After a brief stint working menial jobs in New Jersey as a young man, Baldwin hitched his wagon and took off for Paris, where he came into contact with the likes of writers Richard Wright and Ernest Hemingway. His Paris experience provided partial inspiration for future novels like 1956’s “Giovanni’s Room” and 1962’s “Another Country,” which dealt candidly with racial and sexual identities at a time when such topics were still taboo.

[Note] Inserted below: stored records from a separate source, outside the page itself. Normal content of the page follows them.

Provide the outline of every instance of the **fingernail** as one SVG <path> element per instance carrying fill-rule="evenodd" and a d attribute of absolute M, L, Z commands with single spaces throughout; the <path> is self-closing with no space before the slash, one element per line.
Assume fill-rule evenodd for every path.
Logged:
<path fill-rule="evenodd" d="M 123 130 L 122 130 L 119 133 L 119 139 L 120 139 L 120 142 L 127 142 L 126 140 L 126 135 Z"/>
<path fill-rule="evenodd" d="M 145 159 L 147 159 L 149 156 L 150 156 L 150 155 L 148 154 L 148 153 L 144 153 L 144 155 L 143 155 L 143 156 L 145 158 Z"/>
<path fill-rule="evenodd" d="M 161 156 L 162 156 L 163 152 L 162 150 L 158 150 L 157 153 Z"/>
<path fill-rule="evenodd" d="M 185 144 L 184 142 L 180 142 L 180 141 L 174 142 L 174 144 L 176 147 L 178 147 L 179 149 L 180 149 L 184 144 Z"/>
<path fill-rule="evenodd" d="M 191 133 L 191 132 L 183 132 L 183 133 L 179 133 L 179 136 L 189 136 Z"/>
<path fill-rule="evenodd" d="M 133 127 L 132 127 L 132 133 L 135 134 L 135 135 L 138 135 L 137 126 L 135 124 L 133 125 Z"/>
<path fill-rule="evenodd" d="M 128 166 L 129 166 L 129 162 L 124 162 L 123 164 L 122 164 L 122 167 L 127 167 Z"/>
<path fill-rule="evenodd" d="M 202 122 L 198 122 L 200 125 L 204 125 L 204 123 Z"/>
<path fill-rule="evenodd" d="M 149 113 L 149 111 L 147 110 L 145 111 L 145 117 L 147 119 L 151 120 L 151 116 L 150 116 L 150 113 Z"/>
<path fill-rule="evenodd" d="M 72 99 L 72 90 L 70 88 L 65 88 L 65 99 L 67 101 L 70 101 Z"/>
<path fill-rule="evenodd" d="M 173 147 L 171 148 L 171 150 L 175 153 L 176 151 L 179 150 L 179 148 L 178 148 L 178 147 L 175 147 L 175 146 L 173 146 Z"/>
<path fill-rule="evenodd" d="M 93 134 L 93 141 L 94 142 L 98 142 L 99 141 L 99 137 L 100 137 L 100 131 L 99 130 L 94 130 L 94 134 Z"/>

Motivated by the growing racial tension back in the United States, Baldwin came home in the early 1960s and threw himself into the fire of the burgeoning civil rights movement. He gave speeches and wrote prolifically for major publications of record about the growing tides of change in America. His groundbreaking 1963 book, “The Fire Next Time,” and “Blues for Mr. Charlie,” a play loosely based on the 1955 murder of Emmitt Till, are considered two of the era’s most influential works about race relations.
Over the years, Baldwin’s politics grew more militant. He became more supportive of black nationalists like Angela Davis and Stokley Carmichael. Following the assassination of Congo Prime Minister Patrice Lumumba in January 1961, black radicals stormed U.N. headquarters demanding answers to his murder. In a New York Times article written after the incident, Baldwin said the “riot” at the United Nations was “but a small echo of the black discontent now abroad” and “if we are not able, and quickly, to face and begin to eliminate the sources of discontent in our own country, we will never be able to do it in the world at large.”

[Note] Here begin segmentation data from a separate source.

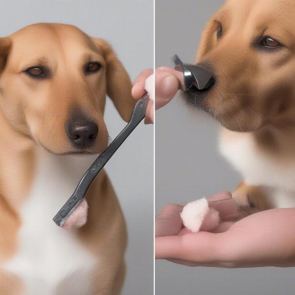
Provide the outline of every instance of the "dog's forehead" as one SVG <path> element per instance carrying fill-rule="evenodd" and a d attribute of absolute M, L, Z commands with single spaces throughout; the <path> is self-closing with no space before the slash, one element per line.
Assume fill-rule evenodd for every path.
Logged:
<path fill-rule="evenodd" d="M 52 52 L 52 51 L 66 52 L 74 49 L 79 52 L 86 49 L 100 53 L 91 38 L 73 26 L 59 24 L 37 24 L 26 27 L 12 34 L 13 49 L 22 49 L 22 54 L 26 52 Z"/>
<path fill-rule="evenodd" d="M 278 18 L 287 13 L 295 16 L 295 1 L 290 0 L 227 0 L 220 12 L 242 20 L 249 15 Z"/>

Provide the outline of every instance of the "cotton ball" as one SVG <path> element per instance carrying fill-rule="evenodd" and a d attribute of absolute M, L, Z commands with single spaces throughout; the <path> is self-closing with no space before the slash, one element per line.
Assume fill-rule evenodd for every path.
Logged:
<path fill-rule="evenodd" d="M 149 99 L 155 100 L 155 76 L 153 74 L 149 76 L 146 80 L 145 89 L 148 92 Z"/>
<path fill-rule="evenodd" d="M 191 232 L 197 233 L 209 210 L 208 201 L 205 198 L 189 203 L 180 213 L 183 225 Z"/>
<path fill-rule="evenodd" d="M 70 230 L 78 228 L 84 225 L 87 221 L 88 213 L 88 204 L 85 199 L 84 199 L 75 211 L 71 214 L 63 224 L 62 228 L 65 230 Z"/>

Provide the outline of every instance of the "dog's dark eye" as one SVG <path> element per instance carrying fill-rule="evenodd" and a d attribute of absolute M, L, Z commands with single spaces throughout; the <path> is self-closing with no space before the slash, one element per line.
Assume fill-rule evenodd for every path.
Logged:
<path fill-rule="evenodd" d="M 44 71 L 43 69 L 37 66 L 30 67 L 26 70 L 25 72 L 33 77 L 41 77 L 44 76 Z"/>
<path fill-rule="evenodd" d="M 281 43 L 278 41 L 271 37 L 268 36 L 266 37 L 263 39 L 262 44 L 264 46 L 272 48 L 277 47 L 281 45 Z"/>
<path fill-rule="evenodd" d="M 95 73 L 98 72 L 101 68 L 101 64 L 99 62 L 95 61 L 93 62 L 89 62 L 85 68 L 85 72 L 87 74 Z"/>
<path fill-rule="evenodd" d="M 222 28 L 222 25 L 220 23 L 218 23 L 218 27 L 217 27 L 217 30 L 216 31 L 216 36 L 217 39 L 220 39 L 222 36 L 222 34 L 223 33 L 223 28 Z"/>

For all his advocacy against racial injustice, Baldwin found himself dodging accusations of anti-Semitism throughout his career. One of his first major essays published in Commentary, a Jewish-owned publication, accused Jewish business owners of ripping off black Harlemites and “doing the dirty work of Christians.” There would be many more accusations, including when he allegedly defended the Rev. Jesse Jackson for his use of “Hymietown” during a speech at the University of Massachusetts, Amherst, in 1984.
“The anti-Semitic charges were incorrect,” Boyd said. “When he wrote the article for Commentary, there was a lot of hostility toward white businesses in Harlem at the time. Black folks like him at the time didn’t see a difference between Italians, Polish or Jewish — they were all white, as far as they were concerned. As a matter of fact, he had many close associates and advisors throughout his life who were Jewish.”
During the last two decades of his life, Baldwin continued to write books and essays that many say expressed his deep bitterness and anger toward the assassinations of many of his famous friends. Baldwin died on Nov. 30, 1987, in his home in southern France.
Today, tributes to Baldwin’s life have been limited — a commemorative stamp from the United States Postal Service, a passing reference in history books. However, according to Boyd, Baldwin’s legacy may have had a more significant, if often invisible, impact.
“He was a profound and prolific witness,” Boyd said. “He had that gift of eloquence and integrity. He spoke truth to power.”
Boyd believes that if Baldwin were alive today, he would be speaking out on pressing issues such as U.S. involvement in Iraq and the aftermath of Hurricane Katrina. It would only be natural for him to go where the fire was.
“We are responsible for the world in which we find ourselves,” Baldwin wrote in his book, “No Name in the Street,” “if only because we are the only sentient force which can change it.”